ISLAMABAD: Sex scandals have rocked the International Islamic University Islamabad (IIUI) in recent months, with several faculty and staff members accused of preying upon the vulnerable female students or juniors.
Many connected with the university admit that "seedy affairs had been going on in the holy precincts" for some time. But they did not speak on record.
Acting president Sahabzada Sajidur Rehman of the university, however, confirmed that recently a professor and a librarian left the university after allegations of rape emerged against them.
"We did not approach the police to investigate the allegations as it would have brought bad name to the university and set parents of the 9,500 girls studying here worrying," he told Dawn on Thursday.
Sources in the university claimed that the professor of economics department used to offer his victims "good marks" in examinations in return for sex. He would even force himself upon the unwilling with threats of failing her.
It was shocking to hear the president of the University Staff Welfare Association, Chaudhry Mohammad Nazir, say "the situation is far worse than what you know".
IIUI sources said the professor's escapades came to an end after he landed his last victim on January 20, a Friday. The university asked the victim to file a formal complaint for initiating action against the accused but her family refused.
However, the students union took up her case and threatened the university administration it would go public with the evidence, the sources said.

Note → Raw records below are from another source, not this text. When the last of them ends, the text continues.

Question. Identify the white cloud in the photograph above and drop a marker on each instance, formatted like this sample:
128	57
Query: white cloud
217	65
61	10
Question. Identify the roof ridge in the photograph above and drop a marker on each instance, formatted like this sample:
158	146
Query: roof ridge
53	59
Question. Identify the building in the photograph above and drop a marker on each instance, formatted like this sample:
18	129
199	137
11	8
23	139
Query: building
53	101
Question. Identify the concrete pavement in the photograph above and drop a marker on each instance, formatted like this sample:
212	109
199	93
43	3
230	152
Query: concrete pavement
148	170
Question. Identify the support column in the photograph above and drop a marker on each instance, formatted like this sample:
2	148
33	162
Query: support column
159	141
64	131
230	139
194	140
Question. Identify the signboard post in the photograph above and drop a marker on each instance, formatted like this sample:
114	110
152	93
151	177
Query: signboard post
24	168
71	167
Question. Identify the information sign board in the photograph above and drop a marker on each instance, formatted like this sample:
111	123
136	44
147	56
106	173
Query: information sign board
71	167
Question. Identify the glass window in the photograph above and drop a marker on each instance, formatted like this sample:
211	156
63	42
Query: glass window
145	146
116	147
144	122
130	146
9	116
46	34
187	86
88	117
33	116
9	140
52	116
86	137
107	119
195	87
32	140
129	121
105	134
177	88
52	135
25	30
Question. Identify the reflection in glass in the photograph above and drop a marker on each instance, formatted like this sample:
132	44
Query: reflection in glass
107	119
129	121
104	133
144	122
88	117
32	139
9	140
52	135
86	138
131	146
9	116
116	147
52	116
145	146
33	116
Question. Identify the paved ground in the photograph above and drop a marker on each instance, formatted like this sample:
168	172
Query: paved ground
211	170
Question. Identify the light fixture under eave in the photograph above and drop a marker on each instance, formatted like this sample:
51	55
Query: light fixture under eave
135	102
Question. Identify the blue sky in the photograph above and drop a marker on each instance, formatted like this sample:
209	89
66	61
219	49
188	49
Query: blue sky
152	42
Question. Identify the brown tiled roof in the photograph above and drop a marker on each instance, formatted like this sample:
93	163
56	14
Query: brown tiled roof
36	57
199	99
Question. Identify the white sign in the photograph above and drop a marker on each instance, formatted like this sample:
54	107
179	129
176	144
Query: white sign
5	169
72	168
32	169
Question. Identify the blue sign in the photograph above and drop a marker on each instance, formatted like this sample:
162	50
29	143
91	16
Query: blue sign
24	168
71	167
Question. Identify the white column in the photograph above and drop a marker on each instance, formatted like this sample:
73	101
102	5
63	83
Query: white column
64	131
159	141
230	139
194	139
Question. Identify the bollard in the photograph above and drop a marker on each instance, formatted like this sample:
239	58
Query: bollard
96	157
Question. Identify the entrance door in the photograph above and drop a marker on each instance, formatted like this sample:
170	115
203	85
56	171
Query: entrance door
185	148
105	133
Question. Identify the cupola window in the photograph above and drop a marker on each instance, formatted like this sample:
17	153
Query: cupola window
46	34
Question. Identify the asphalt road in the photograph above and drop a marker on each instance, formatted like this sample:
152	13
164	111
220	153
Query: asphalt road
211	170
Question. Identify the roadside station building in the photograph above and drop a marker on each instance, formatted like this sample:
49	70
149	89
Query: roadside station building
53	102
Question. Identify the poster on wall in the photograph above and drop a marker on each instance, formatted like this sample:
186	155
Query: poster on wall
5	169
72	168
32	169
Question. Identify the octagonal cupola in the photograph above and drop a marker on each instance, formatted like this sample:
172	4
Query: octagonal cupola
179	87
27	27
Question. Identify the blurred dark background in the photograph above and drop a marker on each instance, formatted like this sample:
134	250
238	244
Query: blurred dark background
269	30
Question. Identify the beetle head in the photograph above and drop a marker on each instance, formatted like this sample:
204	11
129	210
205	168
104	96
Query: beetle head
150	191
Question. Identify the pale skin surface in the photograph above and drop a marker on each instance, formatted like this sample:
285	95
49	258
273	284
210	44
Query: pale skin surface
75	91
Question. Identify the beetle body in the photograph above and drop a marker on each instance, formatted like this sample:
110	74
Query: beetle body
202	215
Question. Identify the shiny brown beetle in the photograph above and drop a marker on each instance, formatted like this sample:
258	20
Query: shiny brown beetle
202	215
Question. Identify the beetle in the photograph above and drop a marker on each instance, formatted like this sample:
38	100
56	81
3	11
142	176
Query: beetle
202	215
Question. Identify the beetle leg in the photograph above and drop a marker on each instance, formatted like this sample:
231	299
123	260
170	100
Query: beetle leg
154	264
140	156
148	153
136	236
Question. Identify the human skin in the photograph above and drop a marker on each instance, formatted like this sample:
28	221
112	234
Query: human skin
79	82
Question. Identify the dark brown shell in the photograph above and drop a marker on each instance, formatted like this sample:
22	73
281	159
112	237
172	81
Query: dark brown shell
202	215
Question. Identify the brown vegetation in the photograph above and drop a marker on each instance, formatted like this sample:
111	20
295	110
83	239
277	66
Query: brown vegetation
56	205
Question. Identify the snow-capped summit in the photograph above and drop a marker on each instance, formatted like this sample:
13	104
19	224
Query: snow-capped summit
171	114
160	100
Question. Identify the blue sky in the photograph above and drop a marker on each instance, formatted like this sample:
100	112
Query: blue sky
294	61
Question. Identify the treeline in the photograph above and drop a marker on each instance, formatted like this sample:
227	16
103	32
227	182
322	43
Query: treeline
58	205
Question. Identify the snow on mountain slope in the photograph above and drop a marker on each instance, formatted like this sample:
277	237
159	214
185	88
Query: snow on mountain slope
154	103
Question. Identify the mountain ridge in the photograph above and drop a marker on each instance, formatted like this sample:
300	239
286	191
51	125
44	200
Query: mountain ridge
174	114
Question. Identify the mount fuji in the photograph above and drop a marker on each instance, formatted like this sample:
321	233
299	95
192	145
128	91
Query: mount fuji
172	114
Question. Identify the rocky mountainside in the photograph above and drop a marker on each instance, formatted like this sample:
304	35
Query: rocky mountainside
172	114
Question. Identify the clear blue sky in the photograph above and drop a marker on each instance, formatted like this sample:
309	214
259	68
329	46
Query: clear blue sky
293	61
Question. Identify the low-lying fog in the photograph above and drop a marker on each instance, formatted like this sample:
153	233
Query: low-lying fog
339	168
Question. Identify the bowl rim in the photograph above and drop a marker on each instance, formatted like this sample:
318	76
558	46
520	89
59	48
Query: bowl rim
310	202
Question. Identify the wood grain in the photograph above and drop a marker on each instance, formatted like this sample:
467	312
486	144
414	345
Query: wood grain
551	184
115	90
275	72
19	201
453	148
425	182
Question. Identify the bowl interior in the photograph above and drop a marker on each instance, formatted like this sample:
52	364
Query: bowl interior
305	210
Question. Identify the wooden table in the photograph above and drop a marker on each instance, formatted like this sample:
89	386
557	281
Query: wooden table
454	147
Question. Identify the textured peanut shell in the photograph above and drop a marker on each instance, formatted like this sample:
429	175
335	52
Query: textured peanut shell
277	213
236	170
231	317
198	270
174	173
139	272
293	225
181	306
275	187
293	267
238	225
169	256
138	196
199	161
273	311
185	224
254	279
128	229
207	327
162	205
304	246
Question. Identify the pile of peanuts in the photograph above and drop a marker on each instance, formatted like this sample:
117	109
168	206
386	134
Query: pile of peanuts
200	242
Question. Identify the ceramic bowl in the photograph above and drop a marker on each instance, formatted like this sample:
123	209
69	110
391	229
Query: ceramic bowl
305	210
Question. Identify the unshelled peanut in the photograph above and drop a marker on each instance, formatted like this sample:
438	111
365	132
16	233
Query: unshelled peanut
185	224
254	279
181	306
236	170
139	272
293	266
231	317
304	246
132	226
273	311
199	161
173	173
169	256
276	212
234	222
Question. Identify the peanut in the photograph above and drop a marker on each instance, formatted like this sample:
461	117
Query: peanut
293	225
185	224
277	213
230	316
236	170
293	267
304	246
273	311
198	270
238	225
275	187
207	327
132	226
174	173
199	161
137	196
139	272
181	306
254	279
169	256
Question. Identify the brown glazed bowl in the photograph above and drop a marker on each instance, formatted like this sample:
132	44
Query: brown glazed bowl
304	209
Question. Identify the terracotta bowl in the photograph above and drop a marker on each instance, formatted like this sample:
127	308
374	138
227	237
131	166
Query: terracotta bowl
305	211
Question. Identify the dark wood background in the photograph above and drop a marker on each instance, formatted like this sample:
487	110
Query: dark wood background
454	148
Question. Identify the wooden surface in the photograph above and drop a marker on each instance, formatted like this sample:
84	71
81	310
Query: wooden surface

It was claimed to be the same kind of evidence that had gone viral on the internet and forced the university's old librarian to resign a few months earlier.
That was despite the university administration's alleged attempt to make his victim - a female assistant - to resign on the charge that she was a willing partner. But she firmly refused and went on leave.
On her return, the administration assigned her to a new department, according to her colleagues.
It is not that families of the victims of coercive sex took their sufferings lying down. One father reported a senior faculty member to the Prime Minister's Secretariat which instructed the Islamabad police to investigate.
When the investigators arrived to probe, however, the university officials pleaded with them to hush up the matter as "the accused has already been punished" and a probe would only tarnish the image of the university and scare the parents.
It is a different matter that for the librarian the punishment meant retiring six months before it was due, and for the professor resigning on his own and securing a new job in the National Agriculture Research Centre, allegedly with the help of friends in the bureaucracy.